Channel 4 yesterday confirmed the appointment of Mark Thompson, currently BBC director of television, as its chief executive.
Thompson replaces Michael Jackson, who left to become president and chief executive of USA Entertainment in October.
He will leave the BBC after Christmas, but not take up his new job until March 2002. Thompson is expected to earn more than $700,000 (£500,000) a year, around double his BBC salary.
Although he has no private-sector experience, Thompson will have to quickly get to grips with reshaping Channel 4's commercial strategy. He moved quickly to defend the role of 4 ventures, the operation which houses the loss-making FilmFour division (see main story).
Channel 4 has recently launched two digital networks, E4 and Film Four, and has had to make substantial cutbacks in its interactive division.
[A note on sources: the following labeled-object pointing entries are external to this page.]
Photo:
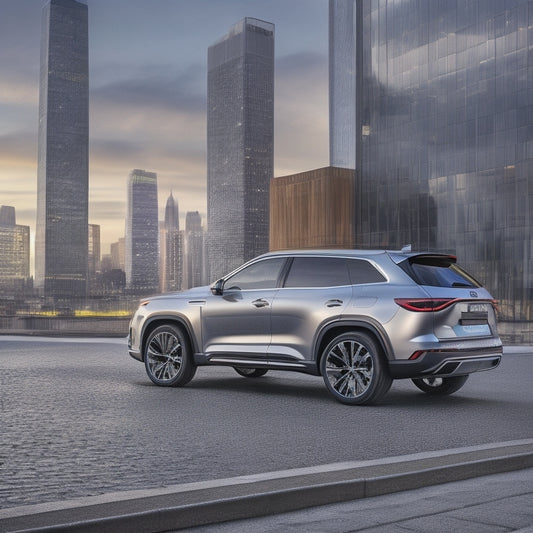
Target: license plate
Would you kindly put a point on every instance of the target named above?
(477, 308)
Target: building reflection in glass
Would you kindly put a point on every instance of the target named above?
(446, 136)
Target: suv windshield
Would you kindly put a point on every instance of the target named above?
(437, 271)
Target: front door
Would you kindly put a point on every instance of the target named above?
(238, 321)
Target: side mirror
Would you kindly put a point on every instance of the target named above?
(218, 287)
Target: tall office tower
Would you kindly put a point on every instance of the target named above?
(447, 155)
(14, 253)
(342, 82)
(240, 141)
(142, 234)
(171, 248)
(118, 254)
(62, 193)
(194, 250)
(93, 256)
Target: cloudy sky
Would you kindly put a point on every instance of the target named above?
(148, 91)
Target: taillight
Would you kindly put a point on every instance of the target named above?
(424, 305)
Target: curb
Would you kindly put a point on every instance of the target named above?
(209, 502)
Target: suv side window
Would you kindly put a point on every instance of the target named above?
(260, 275)
(437, 271)
(364, 272)
(318, 272)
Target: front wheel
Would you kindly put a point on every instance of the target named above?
(250, 372)
(168, 358)
(440, 386)
(354, 369)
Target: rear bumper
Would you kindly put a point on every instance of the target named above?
(446, 363)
Additionally, there is persistent talk that the UK government aims for partial privatisation of the channel in the next few years.
"The central role he has played in the development and realisation of the BBC's digital strategy combined with his long career in programme-making, mean he is ideally suited to lead Channel Four," said Channel 4 chairman Vanni Treves in a statement.
Long seen as BBC director general Greg Dyke's successor, Thompson was previously, director of national and regional broadcasting. He was appointed editor of the Nine O'Clock News in 1988 and editor of Panorama in 1990. He became head of features in 1992 and head of factual programmes in 1994, playing a key role in the performance of both BBC TV channels and introducing series such as Animal Hospital, Modern Times, The House and Ready Steady Cook.
More recently, Thompson oversaw the state broadcaster's bid to secure Government permission launch youth network BBC3.
Rivals for the job are understood to have included Michael Lynton, president of AOL International, Big Brother pioneer Peter Bazalgette and the co-creator of the Big Breakfast, Lord Waheed Alli.